A menudo encontramos que dichas enseñanzas, ya sea en forma de poesía, parábola, o simple literalidad, vienen envueltas en pocas frases, o en pocas palabras, y es que «A buen entendedor, pocas palabras bastan». Si bien es cierto esto último, el llegar a ser buen entendedor no es tal cosa que pueda hacerse de la noche a la mañana.

El estudio nos revela que la lectura tiene, en la mayoría de los casos, dos aspectos; uno exotérico o literal, y uno esotérico o simbólico. El primero se refiere a la «verdad hacia afuera» mientras que el segundo se refiere a la «verdad hacia dentro». Uno es el vestido y el otro, aquello que porta el vestido. Uno es la forma de contarlo y el otro, lo contado.

Así pues, si leemos e interpretamos las palabras de forma literal, estaremos limitando al signo a su aspecto físico, sin ver ni entender su significado real, su intención, su razón de ser. Pues algo aquí debe quedar claro; que el ser humano entiende en base a su nivel de comprensión. Esto, aunque obvio, debe ser remarcado, pues en la medida que seamos capaces de razonar y llegar a entender e integrar nuevas ideas, automáticamente nos hayaremos en un nivel más elevado de comprensión, y así sucesivamente.

En este proceso consciente (poniendo toda nuestra atención) de pensar, razonar e imaginar, nos topamos con varias piedras en el camino, sorteables o no, que pueden hacer que desistamos y demos la vuelta o que tomemos un ramal de éste. Aquí es de imperiosa necesidad saber que desaprender es tan valioso o más que aprender, pues la gran mayoría de ideas y paradigmas que tenemos «instaladas» en nuestra mente, se formaron o bien inconscientemente, o bien sin un nivel de comprensión suficiente, o una combinación de ambos factores.

Entonces, el primer paso para aprender algo nuevo es realizar una revisión exhaustiva de los caminos neuronales o ideas que conforman nuestra mente, al menos de los que podemos ser conscientes. Hecho esto, estaremos en una posición ventajosa para poder abordar nuevas ideas y, más tarde, sopesar lo conveniente de realizar un cambio de paradigma.

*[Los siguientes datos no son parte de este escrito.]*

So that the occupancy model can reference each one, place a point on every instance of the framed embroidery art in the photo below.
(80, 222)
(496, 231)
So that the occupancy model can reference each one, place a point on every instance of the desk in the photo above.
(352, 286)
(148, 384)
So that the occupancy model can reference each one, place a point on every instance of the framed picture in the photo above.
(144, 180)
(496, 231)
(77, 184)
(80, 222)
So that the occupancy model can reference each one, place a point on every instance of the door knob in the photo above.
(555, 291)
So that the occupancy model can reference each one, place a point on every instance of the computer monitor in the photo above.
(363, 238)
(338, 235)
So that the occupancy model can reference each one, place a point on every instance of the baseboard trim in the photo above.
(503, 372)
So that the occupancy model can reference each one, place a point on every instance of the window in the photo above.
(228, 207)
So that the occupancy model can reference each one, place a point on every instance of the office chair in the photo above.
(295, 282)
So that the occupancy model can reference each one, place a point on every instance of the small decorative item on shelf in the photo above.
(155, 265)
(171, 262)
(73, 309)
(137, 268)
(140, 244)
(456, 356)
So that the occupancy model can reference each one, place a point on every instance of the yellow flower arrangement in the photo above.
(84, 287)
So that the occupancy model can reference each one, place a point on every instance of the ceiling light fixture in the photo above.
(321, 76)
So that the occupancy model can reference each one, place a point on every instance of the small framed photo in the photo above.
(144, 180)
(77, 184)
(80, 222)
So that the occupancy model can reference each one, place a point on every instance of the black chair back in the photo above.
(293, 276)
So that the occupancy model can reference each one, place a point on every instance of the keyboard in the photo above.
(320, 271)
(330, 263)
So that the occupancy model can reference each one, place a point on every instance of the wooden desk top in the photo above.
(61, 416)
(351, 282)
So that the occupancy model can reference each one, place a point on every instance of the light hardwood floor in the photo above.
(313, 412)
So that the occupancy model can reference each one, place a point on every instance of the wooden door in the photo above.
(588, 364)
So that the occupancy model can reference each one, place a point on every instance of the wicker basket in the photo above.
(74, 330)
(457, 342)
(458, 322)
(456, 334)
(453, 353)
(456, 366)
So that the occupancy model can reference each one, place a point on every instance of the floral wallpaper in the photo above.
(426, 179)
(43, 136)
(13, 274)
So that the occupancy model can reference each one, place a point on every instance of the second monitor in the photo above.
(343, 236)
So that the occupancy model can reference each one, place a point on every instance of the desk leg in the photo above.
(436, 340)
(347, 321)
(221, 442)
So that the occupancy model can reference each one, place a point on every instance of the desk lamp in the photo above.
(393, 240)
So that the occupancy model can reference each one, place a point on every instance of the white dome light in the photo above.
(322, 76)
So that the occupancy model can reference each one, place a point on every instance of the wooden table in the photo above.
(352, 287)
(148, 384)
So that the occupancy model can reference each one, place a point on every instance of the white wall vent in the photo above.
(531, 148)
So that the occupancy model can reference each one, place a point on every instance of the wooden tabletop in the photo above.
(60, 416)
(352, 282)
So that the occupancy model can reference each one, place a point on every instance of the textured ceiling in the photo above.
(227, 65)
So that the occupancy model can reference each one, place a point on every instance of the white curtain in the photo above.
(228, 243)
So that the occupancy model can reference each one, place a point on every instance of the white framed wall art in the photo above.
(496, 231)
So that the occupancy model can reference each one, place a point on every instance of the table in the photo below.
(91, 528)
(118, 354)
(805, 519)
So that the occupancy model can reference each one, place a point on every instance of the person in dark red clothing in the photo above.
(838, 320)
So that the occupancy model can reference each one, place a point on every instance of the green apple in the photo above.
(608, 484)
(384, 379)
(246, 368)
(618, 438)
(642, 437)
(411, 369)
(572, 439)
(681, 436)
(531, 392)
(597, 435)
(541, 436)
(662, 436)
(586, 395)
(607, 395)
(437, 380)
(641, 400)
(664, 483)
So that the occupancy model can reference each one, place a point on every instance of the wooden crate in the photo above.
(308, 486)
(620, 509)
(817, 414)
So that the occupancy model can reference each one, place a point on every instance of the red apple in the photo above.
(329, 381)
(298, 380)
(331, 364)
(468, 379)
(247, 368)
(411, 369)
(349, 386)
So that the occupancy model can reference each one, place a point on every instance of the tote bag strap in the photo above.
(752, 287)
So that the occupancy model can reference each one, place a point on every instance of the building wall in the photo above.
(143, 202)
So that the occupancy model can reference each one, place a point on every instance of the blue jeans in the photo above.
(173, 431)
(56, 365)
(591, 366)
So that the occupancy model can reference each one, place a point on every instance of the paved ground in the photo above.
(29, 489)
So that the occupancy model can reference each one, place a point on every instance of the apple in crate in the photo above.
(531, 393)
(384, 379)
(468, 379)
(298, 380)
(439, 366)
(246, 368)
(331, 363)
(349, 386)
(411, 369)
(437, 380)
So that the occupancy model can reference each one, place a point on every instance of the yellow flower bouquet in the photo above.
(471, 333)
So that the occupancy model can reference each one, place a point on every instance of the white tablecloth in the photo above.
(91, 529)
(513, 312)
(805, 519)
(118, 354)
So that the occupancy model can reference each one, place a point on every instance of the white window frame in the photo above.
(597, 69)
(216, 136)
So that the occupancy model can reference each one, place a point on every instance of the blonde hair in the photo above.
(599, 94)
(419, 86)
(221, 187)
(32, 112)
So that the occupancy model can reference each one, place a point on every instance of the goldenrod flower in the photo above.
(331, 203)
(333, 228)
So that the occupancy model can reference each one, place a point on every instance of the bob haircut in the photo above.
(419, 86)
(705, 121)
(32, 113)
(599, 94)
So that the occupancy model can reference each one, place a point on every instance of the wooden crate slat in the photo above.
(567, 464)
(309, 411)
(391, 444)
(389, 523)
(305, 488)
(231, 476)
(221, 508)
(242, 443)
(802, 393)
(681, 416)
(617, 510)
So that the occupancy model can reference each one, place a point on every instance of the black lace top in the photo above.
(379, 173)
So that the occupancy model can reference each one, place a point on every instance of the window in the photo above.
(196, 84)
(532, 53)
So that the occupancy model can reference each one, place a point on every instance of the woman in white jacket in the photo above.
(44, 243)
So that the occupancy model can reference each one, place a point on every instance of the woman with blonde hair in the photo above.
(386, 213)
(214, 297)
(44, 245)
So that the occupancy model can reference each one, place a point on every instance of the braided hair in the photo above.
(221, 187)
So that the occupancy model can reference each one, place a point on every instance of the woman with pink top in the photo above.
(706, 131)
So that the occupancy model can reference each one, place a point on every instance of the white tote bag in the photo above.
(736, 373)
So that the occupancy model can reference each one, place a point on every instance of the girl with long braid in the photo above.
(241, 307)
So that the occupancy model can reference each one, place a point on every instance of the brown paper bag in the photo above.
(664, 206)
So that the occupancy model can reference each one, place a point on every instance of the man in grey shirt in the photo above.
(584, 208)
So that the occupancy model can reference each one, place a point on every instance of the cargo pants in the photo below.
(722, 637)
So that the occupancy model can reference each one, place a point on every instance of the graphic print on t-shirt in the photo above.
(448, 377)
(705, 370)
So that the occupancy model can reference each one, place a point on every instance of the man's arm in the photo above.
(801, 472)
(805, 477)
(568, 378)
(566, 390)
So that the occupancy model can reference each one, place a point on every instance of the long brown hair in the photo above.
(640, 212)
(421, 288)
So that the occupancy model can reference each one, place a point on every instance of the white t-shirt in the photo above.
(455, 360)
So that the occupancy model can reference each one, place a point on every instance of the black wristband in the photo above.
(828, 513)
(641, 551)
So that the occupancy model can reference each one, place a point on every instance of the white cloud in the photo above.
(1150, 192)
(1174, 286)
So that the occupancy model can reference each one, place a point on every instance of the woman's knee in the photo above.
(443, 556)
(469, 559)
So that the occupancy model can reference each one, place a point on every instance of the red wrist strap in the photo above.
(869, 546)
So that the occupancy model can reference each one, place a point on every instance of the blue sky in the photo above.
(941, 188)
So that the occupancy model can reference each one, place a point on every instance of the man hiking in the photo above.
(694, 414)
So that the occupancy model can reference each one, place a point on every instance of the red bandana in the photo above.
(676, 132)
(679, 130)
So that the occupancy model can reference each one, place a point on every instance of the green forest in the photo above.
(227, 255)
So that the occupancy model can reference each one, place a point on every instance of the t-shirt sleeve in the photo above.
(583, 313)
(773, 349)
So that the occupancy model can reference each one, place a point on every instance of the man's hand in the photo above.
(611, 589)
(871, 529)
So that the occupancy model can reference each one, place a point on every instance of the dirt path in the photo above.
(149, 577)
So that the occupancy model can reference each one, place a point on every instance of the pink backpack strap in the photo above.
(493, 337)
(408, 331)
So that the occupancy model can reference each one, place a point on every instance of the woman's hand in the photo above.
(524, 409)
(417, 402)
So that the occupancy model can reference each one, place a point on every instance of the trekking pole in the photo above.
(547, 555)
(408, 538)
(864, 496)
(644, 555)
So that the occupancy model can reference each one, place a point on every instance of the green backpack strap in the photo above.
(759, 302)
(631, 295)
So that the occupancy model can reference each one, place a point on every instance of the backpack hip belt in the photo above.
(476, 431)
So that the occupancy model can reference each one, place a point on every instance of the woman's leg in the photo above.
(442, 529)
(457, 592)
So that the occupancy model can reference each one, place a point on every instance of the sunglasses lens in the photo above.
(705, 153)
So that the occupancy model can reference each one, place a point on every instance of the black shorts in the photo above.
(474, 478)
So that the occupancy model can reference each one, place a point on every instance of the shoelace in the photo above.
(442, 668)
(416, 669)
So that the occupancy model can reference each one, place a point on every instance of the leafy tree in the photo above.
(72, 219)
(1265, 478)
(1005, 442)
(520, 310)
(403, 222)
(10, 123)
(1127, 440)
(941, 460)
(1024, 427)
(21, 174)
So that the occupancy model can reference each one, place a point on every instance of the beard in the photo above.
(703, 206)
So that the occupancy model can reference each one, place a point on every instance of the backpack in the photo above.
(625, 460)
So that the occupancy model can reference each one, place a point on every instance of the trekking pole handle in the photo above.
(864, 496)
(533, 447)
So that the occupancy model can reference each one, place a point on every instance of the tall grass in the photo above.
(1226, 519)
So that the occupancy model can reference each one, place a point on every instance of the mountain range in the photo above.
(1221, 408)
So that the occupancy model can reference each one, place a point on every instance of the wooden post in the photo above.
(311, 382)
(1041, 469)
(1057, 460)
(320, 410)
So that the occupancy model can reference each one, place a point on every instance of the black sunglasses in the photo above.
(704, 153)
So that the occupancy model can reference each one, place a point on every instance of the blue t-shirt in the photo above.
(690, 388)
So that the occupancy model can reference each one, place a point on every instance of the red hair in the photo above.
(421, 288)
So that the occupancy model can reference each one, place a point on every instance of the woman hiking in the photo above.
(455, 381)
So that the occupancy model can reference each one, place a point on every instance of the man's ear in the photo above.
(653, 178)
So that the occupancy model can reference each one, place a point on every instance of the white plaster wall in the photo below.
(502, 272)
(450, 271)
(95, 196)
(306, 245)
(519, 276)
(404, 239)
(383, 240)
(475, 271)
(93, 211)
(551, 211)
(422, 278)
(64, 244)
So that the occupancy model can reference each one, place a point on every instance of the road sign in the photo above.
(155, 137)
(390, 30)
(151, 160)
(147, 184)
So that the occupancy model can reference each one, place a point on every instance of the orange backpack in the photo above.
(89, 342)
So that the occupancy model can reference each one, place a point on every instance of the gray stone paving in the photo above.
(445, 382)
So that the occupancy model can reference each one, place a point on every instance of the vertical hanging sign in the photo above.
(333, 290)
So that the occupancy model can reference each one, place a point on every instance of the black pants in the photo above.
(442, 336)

Ejemplos de ideas a desaprender:

  • Los libros de autoayuda son para fracasados (¿Hay algo mejor que ayudarse a sí mismo? ¿Cómo vas a ayudar al otro sin ayudarte antes a ti mismo?)
  • No tengo tiempo (Siempre tenemos tiempo, lo que ocurre es que decidimos emplearlo en otra cosa)
  • El tiempo es oro (El tiempo no es oro, el tiempo es vida, porque de vida está hecho el tiempo)

Así, tras dar unas pequeñas pinceladas acerca de algunas claves del estudio de determinados textos y frases, y de cómo afrontar su estudio y su reflexión, doy por finalizado aquello que quería comentar.

Esta primera entrada, aunque escueta, así como todas las sucesoras, son mutables y no fijas, por lo que irán cambiando su forma a medida que pase el tiempo.